RangerDave wrote:
That's a clever turn of phrase, but I don't think modern history supports that idea. Quite the contrary in fact. Among the European colonial powers of the 18th and 19th century, Britain was very keen on leading by example - establishing British-style governing institutions in its colonial holdings and seeking to deepen their control over those holdings through assimilation and integration - whereas the French and Spanish were much more inclined to extend control through brutalization and autocracy. In the end, it was the Brits who ended up as the dominant global power of those eras. Then in the 20th century, Nazi Germany and Imperial Japan, for all their ruthless brutality, couldn't defeat the more humane British and US forces and societies (the Soviets were key to Allied victory in Europe, of course, but the US and Britain wouldn't have lost without the Soviets and may well have been able to win eventually anyway). And the Cold War, in particular, is a great example of surviving by setting an example yourself rather than making one of others. The US didn't win by force of arms, but by virtue of its obviously greater economic success and personal/political freedom. Now, I'm not saying that military strength wasn't a crucial component of the British and American successes of the last few centuries. However, I am saying that there's a fairly clear pattern here that the winning combination is to lead by example and have the strength to back it up when necessary (but even then to exercise restraint and magnanimity), whereas ruthless brutality seems to lose time and time again.
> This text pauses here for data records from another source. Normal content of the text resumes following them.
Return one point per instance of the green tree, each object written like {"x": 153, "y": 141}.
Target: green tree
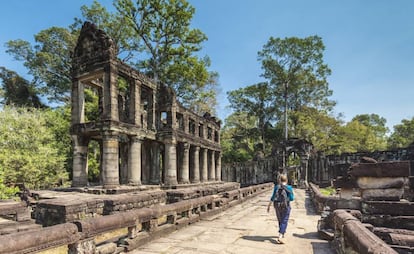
{"x": 319, "y": 128}
{"x": 28, "y": 150}
{"x": 238, "y": 137}
{"x": 157, "y": 31}
{"x": 162, "y": 31}
{"x": 255, "y": 100}
{"x": 376, "y": 125}
{"x": 17, "y": 91}
{"x": 114, "y": 26}
{"x": 403, "y": 134}
{"x": 48, "y": 61}
{"x": 297, "y": 74}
You're not understanding the phrase then.
Leading by example works as long as other nations are willing to be led, and aren't a serious threat to you.
When dealing with equal nations with their own interests, there is no leading by example. Neither the Axis nor the Allies were an example to the other. The Allies did, however, make an example of the Axis in that if you overextend yourself with conquests you can't manage, invading countries that can swallow you up in their size, pissing off island nations that can hold out indefinitely when you have no capacity to force entry, and antagonize nations with indistrial might you can't counter.. you're going to lose. The Axis were made an example of.
In the cold war, the greater economic success and political freedom was example-making. Setting an example for third world countries didn't win the U.S. the cold war, and its allies didn't need the example; they were already allies.
Rather, the example was made of the Warsaw Pact that despite its much greater proportional defense spending, it could not keep up technologically either in terms of its military or otherwise, it could not keep up economically, and its massive nuclear arsenal was of no help because the only thing it could do was deter an invasion by NATO that wasn't a realistic probability anyhow.
China learned from the example of the USSR; they've made efforts to (in politically acceptable ways) divest themselves of many economic hindrances, they've made a conscious decision to focus more on technology and less on numbers in terms of their military, and develop real sea power. Most importantly, they learned not to make neighboring nations into blatant puppets that become expensive liabilities, and instead rely on the cheaper and more subtle method of just being nearby, large, and menacing. Russia learned that too, as well as to more cleverly disguise its strongarming; witness the invasion of Georgia; they saw that Serbia was made an example of by NATO and copied that into their playbook.
There's no doubt that the western Allies were more humane than the Axis, overall, but they weren't humane in the normal meaning of the term. War is not about being humane. We've forgotten that the intent of having rules for warfare is to prevent suffering that serves no military purpose, or is out of all proportion to the value of it to the side doing it; not to legalize war out of existence or make war into a football game. That can't be done. It's a sign of privilege that people can stand there and handwring that the good guys were still very far from perfect.